Now, let’s talk about the run-up to training. Before teaching people new things, you need to consider ways to prepare the organization so that the learning fits and will be reinforced. In other words, what are you doing to prepare the ground for planting new seeds of knowledge?
There are three perspectives we need to consider:
- How well the sales organization is prepared and ready for change – the ground.
- What we know about the individual needs of the learners – the seeds.
- How to measure whether or not the learning is having the desired impact – monitoring the crops.
Is Your Organization Prepared for Change?
To lay the groundwork, the kinds of services we wrap around training involve making sure the client has a consistent and effective sales process, sales management practices, and a leadership discipline framework. Sales professionals and their managers need to be aligned and using the same set of practices and tools. Leaders within the organization need to be prepared to own the coming change and be champions for its adoption. Leaders are expected to step up and both drive and model the new behaviors.
At this early stage, we typically partner with clients to validate and, if needed, customize the sales stages and activities throughout the sales process so they reflect how sales professionals should be pursuing opportunities.
In the data collection phases, we bring together key leaders and subject matter experts within the client organization to gain a thorough understanding of both the current and desired future states of the sales process. Interviews with top performers, sales leaders, and other stakeholders provide valuable perspectives on the sales or account management cycle. We dig into the details of success stories, and then we review and challenge existing best practices, layering in best practices from other high-performing sales organizations.

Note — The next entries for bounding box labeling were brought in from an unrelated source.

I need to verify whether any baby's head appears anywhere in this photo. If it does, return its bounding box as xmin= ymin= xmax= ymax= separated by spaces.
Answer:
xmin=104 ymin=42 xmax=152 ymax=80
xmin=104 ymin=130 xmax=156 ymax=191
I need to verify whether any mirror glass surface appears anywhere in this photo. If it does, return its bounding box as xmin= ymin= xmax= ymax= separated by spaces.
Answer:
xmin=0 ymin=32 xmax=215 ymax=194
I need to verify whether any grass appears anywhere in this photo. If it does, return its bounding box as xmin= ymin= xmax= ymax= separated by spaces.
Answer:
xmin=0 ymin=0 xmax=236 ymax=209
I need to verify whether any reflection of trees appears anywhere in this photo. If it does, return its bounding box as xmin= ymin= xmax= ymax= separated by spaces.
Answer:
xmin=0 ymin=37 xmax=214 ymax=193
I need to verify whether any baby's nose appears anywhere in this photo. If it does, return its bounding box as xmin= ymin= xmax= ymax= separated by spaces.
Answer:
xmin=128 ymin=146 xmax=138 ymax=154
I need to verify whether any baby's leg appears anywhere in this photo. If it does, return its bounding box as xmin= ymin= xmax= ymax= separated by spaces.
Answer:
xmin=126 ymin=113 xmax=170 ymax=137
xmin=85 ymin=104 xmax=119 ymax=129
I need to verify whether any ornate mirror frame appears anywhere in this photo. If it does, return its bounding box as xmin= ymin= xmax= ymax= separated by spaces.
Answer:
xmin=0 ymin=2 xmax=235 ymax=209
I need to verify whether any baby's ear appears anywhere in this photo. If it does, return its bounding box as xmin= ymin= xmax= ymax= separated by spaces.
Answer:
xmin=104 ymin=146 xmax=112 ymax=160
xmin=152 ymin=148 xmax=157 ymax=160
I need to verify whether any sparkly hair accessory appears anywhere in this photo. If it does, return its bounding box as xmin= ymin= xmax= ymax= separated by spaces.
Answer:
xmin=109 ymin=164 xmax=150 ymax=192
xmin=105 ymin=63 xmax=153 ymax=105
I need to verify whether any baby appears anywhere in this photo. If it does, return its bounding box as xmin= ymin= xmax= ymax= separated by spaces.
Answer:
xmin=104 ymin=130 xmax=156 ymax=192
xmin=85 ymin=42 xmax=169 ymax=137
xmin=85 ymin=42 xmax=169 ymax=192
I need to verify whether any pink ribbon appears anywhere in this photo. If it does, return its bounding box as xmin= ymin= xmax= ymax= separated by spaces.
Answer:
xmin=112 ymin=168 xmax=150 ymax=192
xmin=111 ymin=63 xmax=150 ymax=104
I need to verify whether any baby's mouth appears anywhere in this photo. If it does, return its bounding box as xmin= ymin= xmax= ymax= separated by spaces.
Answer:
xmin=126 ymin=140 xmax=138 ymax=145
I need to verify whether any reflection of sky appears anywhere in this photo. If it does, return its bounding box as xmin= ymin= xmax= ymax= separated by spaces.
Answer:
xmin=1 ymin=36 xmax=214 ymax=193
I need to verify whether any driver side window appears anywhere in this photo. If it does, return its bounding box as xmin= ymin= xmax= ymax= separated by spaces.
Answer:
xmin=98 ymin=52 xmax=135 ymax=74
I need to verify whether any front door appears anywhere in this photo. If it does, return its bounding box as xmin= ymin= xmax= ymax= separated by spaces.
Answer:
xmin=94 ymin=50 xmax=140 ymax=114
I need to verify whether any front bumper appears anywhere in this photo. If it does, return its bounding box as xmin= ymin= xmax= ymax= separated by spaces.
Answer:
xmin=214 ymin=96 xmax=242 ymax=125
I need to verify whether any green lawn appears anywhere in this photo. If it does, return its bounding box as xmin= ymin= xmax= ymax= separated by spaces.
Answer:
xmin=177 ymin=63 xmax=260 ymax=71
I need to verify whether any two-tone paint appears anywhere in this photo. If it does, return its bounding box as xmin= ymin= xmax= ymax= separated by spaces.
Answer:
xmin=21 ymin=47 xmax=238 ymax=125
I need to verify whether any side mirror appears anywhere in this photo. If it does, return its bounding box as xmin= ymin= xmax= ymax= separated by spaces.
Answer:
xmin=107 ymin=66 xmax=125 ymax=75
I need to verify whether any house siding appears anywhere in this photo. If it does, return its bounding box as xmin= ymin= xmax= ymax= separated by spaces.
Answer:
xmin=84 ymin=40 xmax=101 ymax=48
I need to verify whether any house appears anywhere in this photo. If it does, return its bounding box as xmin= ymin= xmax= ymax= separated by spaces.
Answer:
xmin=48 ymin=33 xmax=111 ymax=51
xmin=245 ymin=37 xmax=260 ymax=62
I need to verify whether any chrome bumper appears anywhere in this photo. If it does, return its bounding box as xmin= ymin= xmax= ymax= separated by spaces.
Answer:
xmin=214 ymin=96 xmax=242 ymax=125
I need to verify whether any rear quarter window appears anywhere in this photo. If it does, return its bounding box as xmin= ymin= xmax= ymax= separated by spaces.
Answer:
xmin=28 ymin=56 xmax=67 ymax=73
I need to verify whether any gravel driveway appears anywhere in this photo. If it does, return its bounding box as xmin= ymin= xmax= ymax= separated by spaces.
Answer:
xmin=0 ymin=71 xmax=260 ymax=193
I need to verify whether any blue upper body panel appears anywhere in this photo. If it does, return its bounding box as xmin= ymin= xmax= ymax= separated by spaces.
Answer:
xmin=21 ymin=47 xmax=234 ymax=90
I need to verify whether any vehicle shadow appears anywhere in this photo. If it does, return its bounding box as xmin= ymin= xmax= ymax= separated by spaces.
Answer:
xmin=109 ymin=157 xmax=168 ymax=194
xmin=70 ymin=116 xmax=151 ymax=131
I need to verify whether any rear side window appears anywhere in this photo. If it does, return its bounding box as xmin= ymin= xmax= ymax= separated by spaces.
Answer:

What Are Your Learners’ Needs?
To understand the training needs of individuals, we want to know their natural talents and applied skills. There’s an important difference between the two. Talent refers to an individual’s aptitude and motivation. Talent is part of their DNA, because people can be great at jobs that are a good fit. The flip side of the coin is that, while a poor fit can be workable, it’s not optimal. It’s hard to be passionate about a job that doesn’t play to a person’s talents.
The other element involves skills. This is the “how” of doing something. Skills can be observed. If there was a video camera taping a client meeting, what would the camera see? Talent should be assessed as a foundational element, both in pre-hiring as well as pre-training. Assessing skills is the next step to set a baseline to measure progress against. These two elements, assessing talent and skills, should come before training.
How Will You Measure Learning Outcomes?
Finally, as the saying goes, “What gets measured gets done.” Measurement shines a light on what is important. Just knowing that management is observing, monitoring, or assessing behavior will change it. A measurement strategy is often thought of only after training concludes, but measurement is an integral part of the learning journey, from outset to completion and even beyond. Before implementing any training program, you need to know where you’re starting from, your ultimate desired destination, and how you will measure progress along the way. By planning a measurement cadence and approach, you provide an additional value to the learning for individuals and the organization.
This part of the Richardson Learning Hug provides the kind of preparation necessary to fully support the client organization and help participants make the most of the training that comes next.